Myanmar’s military leader Min Aung Hlaing is on his first visit to China since he ousted the elected government led by Aung San Suu Kyi in February 2021.
The significant losses his regime has suffered in the civil war at the hands of poorly-armed insurgents has raised questions over how long he will remain at the helm.
Thus, the offer to attend China- an important supporter, housemate and Myanmar’s largest investing partner- is important, although it is not a state visit.
Although it is far from a Chinese support of his fatal handling of the post-coup uprising in Myanmar, it does suggest that Beijing considers him as a necessary component of a solution to the conflict it.
Min Aung Hlaing, who is accompanied by a sizable group of government officials and business images, arrived on Tuesday in Kunming, a town in Yunnan’s state with a long border with Myanmar.
He is a participant in a small mountain of the’Greater Mekong Sub-region’s members.
Since the coup, the troubled president has cut a close relationship with a distant figure, and local gatherings, typically attended by Burmese leaders, have shunned him.
The couple overseas outings he has made since 2021 have generally been to Russia, then a fervent ally.

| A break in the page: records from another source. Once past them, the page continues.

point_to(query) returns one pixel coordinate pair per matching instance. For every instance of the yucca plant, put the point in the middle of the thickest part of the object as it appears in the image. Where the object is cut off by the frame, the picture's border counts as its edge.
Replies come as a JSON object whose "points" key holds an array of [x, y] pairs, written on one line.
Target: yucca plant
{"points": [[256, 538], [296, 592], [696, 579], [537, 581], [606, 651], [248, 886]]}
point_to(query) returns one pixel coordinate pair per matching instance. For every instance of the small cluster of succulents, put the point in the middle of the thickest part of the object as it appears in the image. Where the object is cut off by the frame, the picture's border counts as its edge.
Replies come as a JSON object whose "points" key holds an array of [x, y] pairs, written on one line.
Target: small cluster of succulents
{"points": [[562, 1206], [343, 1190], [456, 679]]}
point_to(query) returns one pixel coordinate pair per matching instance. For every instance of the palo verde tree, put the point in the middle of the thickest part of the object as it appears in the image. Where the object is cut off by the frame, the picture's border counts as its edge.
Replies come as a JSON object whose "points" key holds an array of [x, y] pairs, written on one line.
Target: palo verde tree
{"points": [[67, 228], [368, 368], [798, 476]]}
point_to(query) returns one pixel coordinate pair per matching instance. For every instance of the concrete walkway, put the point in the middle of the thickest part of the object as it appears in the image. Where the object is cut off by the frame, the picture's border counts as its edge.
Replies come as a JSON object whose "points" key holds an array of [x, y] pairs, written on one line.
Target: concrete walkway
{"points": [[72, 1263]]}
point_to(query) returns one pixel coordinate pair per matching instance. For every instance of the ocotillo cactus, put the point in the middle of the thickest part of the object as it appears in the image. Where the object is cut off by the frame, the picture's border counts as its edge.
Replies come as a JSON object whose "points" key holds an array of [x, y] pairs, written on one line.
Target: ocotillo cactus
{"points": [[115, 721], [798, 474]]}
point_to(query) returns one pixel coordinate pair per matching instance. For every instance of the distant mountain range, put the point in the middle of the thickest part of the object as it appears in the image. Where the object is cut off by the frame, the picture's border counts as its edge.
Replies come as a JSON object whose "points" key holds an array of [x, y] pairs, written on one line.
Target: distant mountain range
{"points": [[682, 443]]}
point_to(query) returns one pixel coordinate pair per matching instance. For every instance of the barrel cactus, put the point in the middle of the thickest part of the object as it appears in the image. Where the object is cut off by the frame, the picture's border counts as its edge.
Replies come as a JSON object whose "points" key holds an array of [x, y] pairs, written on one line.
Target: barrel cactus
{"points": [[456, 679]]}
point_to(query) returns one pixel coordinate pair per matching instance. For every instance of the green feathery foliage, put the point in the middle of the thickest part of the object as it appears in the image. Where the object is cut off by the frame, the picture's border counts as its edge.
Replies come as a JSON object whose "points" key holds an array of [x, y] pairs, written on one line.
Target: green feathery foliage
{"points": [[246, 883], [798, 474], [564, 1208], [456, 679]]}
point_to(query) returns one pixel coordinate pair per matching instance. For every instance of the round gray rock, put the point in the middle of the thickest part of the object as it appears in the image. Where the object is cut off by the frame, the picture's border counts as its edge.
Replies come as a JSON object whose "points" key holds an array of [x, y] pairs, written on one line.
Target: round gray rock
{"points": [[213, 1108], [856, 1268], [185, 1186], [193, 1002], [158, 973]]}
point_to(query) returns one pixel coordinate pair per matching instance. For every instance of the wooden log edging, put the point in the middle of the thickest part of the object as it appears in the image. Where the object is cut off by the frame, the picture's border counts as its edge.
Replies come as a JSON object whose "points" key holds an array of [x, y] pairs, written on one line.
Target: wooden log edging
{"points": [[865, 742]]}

During his visit, he is expected to meet Chinese Premier Li Qiang, who is presiding over the mountain. But this is usually a low-level event, attended by heads of government from other authoritarian governments in the region, for as Laos, Cambodia and Vietnam.
China often takes the metaphoric significance of political process really, and it will be aware of the message sent out by Min Aung Hlaing’s appearance at a Chinese-hosted meeting.
Given that Beijing has been a target of the civil war, it may be preparing to wash its arms of Min Aung Hlaing.
The ethnic insurgent alliance which has inflicted the greatest defeats on the Myanmar military operates along the border with China, and launched its offensive a year ago with the declared objective of shutting down scam centres of which thousands of Chinese citizens had become victims.
It was commonly believed that China had given the insurgents the go-ahead to enter and move in after the regime’s refusal to work.
Since then, though, China has tried to grip in the insurgents, to prevent an illegal decline of the military regime in Nay Pyi Daw.
Beijing is known to become urging Min Aung Hlaing to create a schedule for votes that would end military rule. It wants cross-border business restored, and optimistic Chinese investment strategies for Myanmar protected.
Numerous organizations that are battling the military takeover of Myanmar have pledged not to deal with the revolution leaders. They contend that a new national political system must be established and that the army must be put under human control.
The National Unity Government ( NUG), which represents the ousted coup-erased elected administration, has opposed China’s invitation to Min Aung Hlaing’s implicit recognition.
” Myanmar’s citizens want balance, harmony and economic expansion. It is Min Aung Hlaing and his team who are destroying these points”, said the NUG’s director, Kyaw Zaw.
” I am concerned that]the visit ] may unintentionally inspire a misinterpretation of the Chinese government among Myanmar’s public”.
However, the opposition is still far from defeating the dictatorship, and China fears that if it were to fall, even worse panic may result from various military rivalries battling for control.
It looks like China is willing to work with the junta, despite the military regime’s record of brutality and incompetence.
And for now, Chinese-led geopolitics is all there is because European influence is small.
India, Myanmar’s another huge neighbour, has concerned itself mostly with localised boundary issues.
And the work of Myanmar’s Association of South East Asian Nations, which is basically a five-point consensus reached with Min Aung Hlaing just three weeks after his revolt, have failed.
Only China can exert the willpower and control necessary to end Myanmar’s civil war.